Karena beliau memiliki track record baik semenjak keluar dari pesantren, hingga lama mengabdikan diri kepada masyarakat, maka pada tahun 1982 beliau diangkat menjadi anggota DRPD Bondowoso. Namun, hanya satu periode, beliau diminta berhenti oleh KH. Ahmad Sufyan Miftahul Arifin –salah satu guru spiritual KH. Ma’shum– sehingga bisa lebih fokus dalam mendidik dan membimbing para santri-santrinya.

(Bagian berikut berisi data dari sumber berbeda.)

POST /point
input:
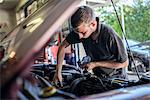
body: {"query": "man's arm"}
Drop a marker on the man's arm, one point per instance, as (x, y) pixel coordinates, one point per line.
(60, 58)
(106, 64)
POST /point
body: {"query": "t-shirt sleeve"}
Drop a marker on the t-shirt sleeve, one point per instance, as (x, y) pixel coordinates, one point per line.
(117, 47)
(73, 38)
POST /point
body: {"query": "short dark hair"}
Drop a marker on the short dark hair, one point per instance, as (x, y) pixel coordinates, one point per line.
(83, 14)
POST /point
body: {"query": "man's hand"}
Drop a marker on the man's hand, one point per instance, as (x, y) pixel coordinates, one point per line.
(89, 66)
(58, 79)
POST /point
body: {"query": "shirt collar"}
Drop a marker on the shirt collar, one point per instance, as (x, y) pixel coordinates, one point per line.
(95, 34)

Di tahun yang sama, beliau mendapatkan panggilan ke baitullah. Proses keberangkatannya tidak semudah dengan apa yang kita bayangkan. Bermula pada tahun 1980 beliau sowan kepada KH. Ahmad Sufyan untuk meminta nasehat terkait urusan umat. Tanpa dinyana, Kiai Sufyan (panggilan akrab KH. Ahmad Sufyan), memberikan tasbih ukuran besar yang terbuat dari buah nyamplung dan menyuruh Kiai Ma’shum untuk melakukan tirakat di Makam Kiai Kholil Bangkalan, dan tidak boleh pulang sampai ada restu dari Kiai Kholil; apakah ia direstui untuk menunaikan haji atau tidak.
Hanya berselang tiga hari, ada suara mistis terdengar, “Berangkat… berangkat… berangkat…” Maka kemudian Kiai Ma’shum menghadap Kiai Sufyan dan menyampaikan suara supranatural tersebut. Sang guru pun memaknai bahwa suara tersebut datang dari Kiai Kholil Bangkalan sebagai pertanda bahwa beliau merestui keberangkatannya ke Makkah.

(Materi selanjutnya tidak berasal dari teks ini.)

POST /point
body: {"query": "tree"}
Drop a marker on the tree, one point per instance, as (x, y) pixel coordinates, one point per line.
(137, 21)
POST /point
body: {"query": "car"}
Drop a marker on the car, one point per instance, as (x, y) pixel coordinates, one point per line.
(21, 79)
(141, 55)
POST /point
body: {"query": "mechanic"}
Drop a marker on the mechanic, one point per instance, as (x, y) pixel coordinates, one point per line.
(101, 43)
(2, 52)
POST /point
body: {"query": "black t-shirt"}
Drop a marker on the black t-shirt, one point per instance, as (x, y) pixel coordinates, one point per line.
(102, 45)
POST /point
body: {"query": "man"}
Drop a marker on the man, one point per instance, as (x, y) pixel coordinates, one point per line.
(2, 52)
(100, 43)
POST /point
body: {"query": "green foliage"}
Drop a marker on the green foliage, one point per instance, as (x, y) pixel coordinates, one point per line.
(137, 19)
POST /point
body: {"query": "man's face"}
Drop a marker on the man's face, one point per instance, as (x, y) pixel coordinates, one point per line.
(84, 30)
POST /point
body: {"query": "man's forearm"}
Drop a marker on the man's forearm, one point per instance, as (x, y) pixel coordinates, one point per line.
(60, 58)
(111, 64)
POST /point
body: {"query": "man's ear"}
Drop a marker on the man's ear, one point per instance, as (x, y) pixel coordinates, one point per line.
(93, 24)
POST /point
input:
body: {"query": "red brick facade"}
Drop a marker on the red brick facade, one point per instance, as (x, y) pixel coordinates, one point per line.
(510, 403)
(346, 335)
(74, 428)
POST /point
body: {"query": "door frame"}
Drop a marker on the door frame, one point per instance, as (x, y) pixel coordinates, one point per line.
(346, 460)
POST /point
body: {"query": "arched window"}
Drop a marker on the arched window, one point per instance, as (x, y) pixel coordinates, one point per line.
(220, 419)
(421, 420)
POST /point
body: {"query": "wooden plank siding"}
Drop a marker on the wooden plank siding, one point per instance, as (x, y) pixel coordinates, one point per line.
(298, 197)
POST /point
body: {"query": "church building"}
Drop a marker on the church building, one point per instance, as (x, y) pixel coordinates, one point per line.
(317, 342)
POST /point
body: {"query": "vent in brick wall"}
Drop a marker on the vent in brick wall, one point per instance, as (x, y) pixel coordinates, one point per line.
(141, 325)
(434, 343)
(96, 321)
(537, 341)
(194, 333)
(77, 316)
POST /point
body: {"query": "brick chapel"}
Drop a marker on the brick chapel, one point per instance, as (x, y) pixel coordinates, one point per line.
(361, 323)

Pun demikian, persoalan dana menjadi batu sandungan yang cukup berarti. Biaya haji yang harus dikeluarkan kala itu sebesar dua juta lima ratus ribu rupiah. Ustadz Zaini –seorang teman dan kerabat dekat yang setia mendampingi perjuangan beliau– mengisahkan bahwa untuk setoran pertama, Kiai Ma’shum terpaksa harus menjual motornya dengan harga lima ratus ribu rupiah.

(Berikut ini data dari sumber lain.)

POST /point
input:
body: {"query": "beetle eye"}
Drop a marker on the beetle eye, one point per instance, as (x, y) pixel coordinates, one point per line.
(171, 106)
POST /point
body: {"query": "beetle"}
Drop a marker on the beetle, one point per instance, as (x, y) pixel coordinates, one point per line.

Selebihnya beliau tidak memiliki pandangan sumber dana, karena memang pada saat itu kondisi ekonomi Kiai Ma’shum masih jauh dari kata cukup. Rupanya Allah SWT memberikan jalan dari sisi yang tak terduga. Di Desa Grujugan ada salah seorang kaya raya sekaligus menjabat sebagai kepala desa bernama Bapak Hajar (H. Syakur) yang saat itu beliau sakit parah dalam waktu yang sangat lama.
Meski diobati ke beberapa tabib dan dibawa ke berbagai rumah sakit di daerah Bondowoso dan Situbondo, Pak Kades tersebut tidak kunjung sembuh. Hingga akhirnya pada suatu malam, beliau bermimpi didatangi oleh leluhurnya dan mengatakan, “Jika kamu ingin sembuh, berobatlah kepada Kiai Ma’shum. Tapi kamu harus memenuhi keinginannya!”
Esoknya, Pak Kades langsung mendatangi rumah Kiai Ma’shum dan mengutarakan isi mimpinya tersebut. Selangkah kemudian beliau menanyakan tentang apakah gerangan yang menjadi keinginan kuat dari Kiai Ma’shum. Maka beliau pun mengungkapkan bahwa berangkat haji adalah keinginan utamanya. Lantas, setelah Pak Kades mengetahui jumlah uang yang disetorkan dan jumlah dana yang masih dibutuhkan, maka Pak Kades memberinya uang Rp. 1.000.000.00 sebagai tanda terima kasih karena telah bersedia mengobatinya dan memberikan pinjaman Rp. 1.000.000.00.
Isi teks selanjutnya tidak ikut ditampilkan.